Nacida en Rasht (Irán) en 1969, Satrapi creció en Teherán en una familia que vivió de cerca la represión tras la Revolución Islámica de 1979. Esa experiencia —la pérdida de libertades, la imposición del velo, la guerra Irán‑Irak— se convirtió en el corazón de Persépolis, la novela gráfica autobiográfica que la situó en el mapa cultural internacional.
Publicada entre 2000 y 2003, la obra fue un éxito inmediato. En 2001 recibió el Premio al Mejor Álbum en el Festival Internacional de Cómic de Angulema, uno de los reconocimientos más prestigiosos del sector. Su adaptación cinematográfica, codirigida por ella misma en 2007, obtuvo el Premio del Jurado en Cannes y una nominación al Óscar a Mejor Película de Animación.
Premio Princesa de Asturias y una voz ética imprescindible
Aunque Persépolis se convirtió en su obra más emblemática, Satrapi desarrolló una carrera diversa y coherente, siempre centrada en la libertad, la memoria y la identidad. Entre sus libros destacan: Bordados (2003), un retrato íntimo y crítico de la vida de las mujeres iraníes; Pollo con ciruelas (2004), que adaptó al cine en 2011 o Mujer. Vida. Libertad (2023), obra colectiva sobre la revuelta iraní tras la muerte de Mahsa Amini. En 2019 dirigió Madame Curie, protagonizada por Rosamund Pike, consolidando su prestigio como cineasta.
Sin embargo, uno de sus grandes reconocimientos a su trayectoria y a su obra llegó hace dos años. En 2024, Satrapi recibió el Premio Princesa de Asturias de Comunicación y Humanidades, que reconoció su capacidad para “tender puentes entre culturas” y su defensa de los derechos humanos.

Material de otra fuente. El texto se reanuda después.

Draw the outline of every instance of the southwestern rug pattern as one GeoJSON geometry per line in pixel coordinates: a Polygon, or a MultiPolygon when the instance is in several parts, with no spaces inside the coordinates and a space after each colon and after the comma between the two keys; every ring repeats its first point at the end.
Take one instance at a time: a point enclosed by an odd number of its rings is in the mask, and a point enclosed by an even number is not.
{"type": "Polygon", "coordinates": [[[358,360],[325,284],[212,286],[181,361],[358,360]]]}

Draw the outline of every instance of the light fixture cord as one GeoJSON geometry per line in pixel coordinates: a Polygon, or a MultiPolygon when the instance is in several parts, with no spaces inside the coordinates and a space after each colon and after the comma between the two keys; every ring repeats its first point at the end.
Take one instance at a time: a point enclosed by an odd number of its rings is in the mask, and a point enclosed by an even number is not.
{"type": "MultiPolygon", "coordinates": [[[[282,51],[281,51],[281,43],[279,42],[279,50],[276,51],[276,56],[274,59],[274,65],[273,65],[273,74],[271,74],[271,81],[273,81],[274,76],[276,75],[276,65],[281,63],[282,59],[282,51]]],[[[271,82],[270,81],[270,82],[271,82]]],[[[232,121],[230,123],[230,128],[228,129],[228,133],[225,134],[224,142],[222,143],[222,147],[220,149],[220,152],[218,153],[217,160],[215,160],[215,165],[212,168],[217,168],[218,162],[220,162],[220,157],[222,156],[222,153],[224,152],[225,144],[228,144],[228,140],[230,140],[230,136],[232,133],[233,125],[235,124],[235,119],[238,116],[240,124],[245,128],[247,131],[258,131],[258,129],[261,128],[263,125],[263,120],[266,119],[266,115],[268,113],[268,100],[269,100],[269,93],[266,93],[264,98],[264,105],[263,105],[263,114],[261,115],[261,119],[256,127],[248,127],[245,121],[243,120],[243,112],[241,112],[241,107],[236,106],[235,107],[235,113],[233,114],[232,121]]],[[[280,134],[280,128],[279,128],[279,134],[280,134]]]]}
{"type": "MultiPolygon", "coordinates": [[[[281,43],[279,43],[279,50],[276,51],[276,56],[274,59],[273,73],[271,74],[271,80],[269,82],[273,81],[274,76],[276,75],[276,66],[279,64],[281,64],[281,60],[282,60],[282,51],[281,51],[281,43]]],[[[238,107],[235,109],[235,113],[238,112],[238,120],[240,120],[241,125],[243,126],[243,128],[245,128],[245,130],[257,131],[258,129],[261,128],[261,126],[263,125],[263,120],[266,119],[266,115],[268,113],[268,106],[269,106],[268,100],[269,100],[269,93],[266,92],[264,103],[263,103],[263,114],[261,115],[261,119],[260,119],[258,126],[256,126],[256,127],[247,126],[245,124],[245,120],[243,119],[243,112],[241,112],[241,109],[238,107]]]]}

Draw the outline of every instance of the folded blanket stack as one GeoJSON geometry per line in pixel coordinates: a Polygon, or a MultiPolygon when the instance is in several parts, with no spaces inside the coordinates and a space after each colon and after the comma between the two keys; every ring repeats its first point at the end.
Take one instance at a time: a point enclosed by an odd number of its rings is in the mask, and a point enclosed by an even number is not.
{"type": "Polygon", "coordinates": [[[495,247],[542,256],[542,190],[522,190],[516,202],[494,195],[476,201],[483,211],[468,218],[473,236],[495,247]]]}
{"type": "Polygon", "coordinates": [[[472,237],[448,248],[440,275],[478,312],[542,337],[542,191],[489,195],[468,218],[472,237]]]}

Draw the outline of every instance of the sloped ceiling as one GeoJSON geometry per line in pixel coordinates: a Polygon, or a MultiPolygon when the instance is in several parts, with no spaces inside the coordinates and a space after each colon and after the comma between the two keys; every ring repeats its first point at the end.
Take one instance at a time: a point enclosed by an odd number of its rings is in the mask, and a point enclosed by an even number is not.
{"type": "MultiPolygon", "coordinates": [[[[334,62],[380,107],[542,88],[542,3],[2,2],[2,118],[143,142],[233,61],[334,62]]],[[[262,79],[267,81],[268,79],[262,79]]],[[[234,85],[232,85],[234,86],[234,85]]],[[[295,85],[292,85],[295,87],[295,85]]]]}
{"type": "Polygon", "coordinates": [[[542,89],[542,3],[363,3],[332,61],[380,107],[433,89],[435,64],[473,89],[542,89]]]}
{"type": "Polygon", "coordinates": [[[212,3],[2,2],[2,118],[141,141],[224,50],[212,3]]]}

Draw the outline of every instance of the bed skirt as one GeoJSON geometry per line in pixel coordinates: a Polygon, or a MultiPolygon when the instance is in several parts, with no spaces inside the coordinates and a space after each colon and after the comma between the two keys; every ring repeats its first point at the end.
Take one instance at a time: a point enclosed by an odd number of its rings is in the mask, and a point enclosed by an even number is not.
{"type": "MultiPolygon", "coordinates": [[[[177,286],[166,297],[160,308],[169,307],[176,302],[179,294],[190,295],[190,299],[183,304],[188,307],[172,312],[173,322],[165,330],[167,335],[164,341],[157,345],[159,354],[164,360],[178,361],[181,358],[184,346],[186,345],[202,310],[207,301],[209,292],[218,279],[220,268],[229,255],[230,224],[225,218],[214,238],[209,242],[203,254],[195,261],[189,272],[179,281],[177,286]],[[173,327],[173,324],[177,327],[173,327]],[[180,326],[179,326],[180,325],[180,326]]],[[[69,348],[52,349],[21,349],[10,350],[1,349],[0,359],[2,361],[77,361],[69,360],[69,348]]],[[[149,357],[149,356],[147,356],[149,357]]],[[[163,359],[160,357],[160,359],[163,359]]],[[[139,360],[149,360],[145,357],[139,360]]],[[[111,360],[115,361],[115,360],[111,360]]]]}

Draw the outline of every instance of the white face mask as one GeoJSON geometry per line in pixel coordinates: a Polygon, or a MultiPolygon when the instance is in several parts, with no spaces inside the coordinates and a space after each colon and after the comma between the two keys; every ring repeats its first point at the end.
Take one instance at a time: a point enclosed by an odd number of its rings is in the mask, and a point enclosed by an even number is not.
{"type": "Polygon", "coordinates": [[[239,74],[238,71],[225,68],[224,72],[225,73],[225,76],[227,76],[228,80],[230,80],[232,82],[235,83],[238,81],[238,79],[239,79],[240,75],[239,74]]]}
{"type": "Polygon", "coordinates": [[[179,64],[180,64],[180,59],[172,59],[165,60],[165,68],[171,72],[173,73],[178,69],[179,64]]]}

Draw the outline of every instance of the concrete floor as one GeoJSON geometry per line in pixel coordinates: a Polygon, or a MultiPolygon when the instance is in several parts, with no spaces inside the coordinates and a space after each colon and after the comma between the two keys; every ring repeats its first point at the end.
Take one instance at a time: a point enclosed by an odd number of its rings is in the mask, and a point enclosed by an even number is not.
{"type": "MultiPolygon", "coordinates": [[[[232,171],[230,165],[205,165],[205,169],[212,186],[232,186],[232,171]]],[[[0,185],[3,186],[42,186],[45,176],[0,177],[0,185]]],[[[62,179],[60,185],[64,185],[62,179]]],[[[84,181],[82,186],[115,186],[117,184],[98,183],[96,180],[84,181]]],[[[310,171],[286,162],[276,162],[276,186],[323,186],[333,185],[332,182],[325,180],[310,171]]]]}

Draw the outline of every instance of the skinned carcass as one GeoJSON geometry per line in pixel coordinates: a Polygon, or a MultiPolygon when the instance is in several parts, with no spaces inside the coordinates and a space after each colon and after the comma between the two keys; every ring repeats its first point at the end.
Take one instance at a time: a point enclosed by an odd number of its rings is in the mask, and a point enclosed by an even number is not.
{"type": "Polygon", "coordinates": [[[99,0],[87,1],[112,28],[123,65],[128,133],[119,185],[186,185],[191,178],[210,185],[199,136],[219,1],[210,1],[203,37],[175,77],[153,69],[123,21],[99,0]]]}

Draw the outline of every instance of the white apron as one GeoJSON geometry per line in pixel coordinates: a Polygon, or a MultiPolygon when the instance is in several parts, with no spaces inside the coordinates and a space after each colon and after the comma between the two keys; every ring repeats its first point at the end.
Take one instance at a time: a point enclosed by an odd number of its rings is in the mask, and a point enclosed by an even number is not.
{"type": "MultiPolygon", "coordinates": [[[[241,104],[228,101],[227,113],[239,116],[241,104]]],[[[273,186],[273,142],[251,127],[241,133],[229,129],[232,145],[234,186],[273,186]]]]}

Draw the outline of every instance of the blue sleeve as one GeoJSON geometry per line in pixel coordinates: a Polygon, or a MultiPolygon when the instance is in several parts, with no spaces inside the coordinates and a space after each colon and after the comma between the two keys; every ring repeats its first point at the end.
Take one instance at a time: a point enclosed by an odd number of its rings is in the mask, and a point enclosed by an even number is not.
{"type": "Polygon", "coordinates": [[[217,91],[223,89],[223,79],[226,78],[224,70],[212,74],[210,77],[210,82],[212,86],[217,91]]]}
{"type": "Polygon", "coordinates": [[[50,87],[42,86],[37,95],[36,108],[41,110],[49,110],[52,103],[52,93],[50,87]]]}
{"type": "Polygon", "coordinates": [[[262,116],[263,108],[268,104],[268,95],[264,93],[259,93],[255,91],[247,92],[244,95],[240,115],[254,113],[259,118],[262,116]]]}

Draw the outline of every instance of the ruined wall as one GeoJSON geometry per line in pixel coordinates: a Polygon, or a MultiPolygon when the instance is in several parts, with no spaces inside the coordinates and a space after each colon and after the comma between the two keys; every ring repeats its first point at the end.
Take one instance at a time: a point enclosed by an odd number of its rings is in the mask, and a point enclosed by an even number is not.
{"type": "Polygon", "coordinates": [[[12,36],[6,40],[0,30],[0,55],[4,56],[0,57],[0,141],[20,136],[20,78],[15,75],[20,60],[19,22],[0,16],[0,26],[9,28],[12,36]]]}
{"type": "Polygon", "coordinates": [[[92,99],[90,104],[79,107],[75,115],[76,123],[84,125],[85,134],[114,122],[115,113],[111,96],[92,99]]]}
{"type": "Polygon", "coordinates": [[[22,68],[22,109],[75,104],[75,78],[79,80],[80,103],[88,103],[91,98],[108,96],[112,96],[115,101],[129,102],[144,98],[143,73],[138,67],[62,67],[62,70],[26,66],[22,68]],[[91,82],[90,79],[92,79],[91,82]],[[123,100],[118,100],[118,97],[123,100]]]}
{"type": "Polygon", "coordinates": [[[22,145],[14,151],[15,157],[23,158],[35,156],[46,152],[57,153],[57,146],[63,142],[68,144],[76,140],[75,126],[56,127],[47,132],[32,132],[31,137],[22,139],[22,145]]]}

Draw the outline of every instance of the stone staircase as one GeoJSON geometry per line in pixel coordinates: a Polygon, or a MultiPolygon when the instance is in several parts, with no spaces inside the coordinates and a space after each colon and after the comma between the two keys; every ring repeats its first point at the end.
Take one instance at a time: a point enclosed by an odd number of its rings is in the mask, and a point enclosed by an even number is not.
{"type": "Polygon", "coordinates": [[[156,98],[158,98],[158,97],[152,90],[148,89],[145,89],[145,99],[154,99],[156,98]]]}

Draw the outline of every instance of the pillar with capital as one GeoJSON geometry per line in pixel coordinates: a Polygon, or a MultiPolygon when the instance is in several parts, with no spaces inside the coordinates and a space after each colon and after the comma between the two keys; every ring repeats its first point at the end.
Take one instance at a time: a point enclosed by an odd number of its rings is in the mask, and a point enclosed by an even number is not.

El mismo año que Carolina Marín recibió el Premios Princesa de Asturias al Deporte. En su discurso en Oviedo, reivindicó una educación basada en la ética y la compasión, y denunció la situación en Irán, donde —según afirmó— “el 85% de la población quiere una democracia laica”.
La Fundación Princesa de Asturias la ha recordado como “un ejemplo de humanidad, integridad y fortaleza”. Su luz, como su obra, seguirá brillando.
Su compromiso político fue constante. En 2023 rechazó la Legión de Honor francesa en protesta por la postura del Gobierno francés ante la represión en Irán, un gesto que reforzó su imagen de creadora íntegra.
El amor de su vida y el golpe que no superó
La muerte de su marido, Mattias Ripa, en abril de 2025, marcó un antes y un después. Actor, productor y guionista, Ripa fue un apoyo fundamental en su carrera: tradujo Persépolis, colaboró en sus proyectos cinematográficos y compartió con ella una vida dedicada al arte y la libertad de expresión.
Un año después de su fallecimiento, la familia de Satrapi explicó que la autora “murió de tristeza”, una frase que ha resonado profundamente entre quienes la admiraban.
En febrero de 2026, Satrapi creó la Fundación para el Cine Mattias y Marjane Ripa‑Satrapi, destinada a apoyar a estudiantes extranjeros de cine en París. Fue su manera de mantener vivo el legado que compartían.
Marjane Satrapi deja una obra que transformó la novela gráfica y el cine de animación, y una voz que seguirá inspirando a quienes luchan por la libertad y la dignidad. Su historia personal —marcada por el exilio, la creatividad y la resistencia— se convirtió en un relato universal que hoy forma parte de la memoria colectiva. El mundo de la cultura llora su partida pero su obra quedará para siempre en la memoria colectiva.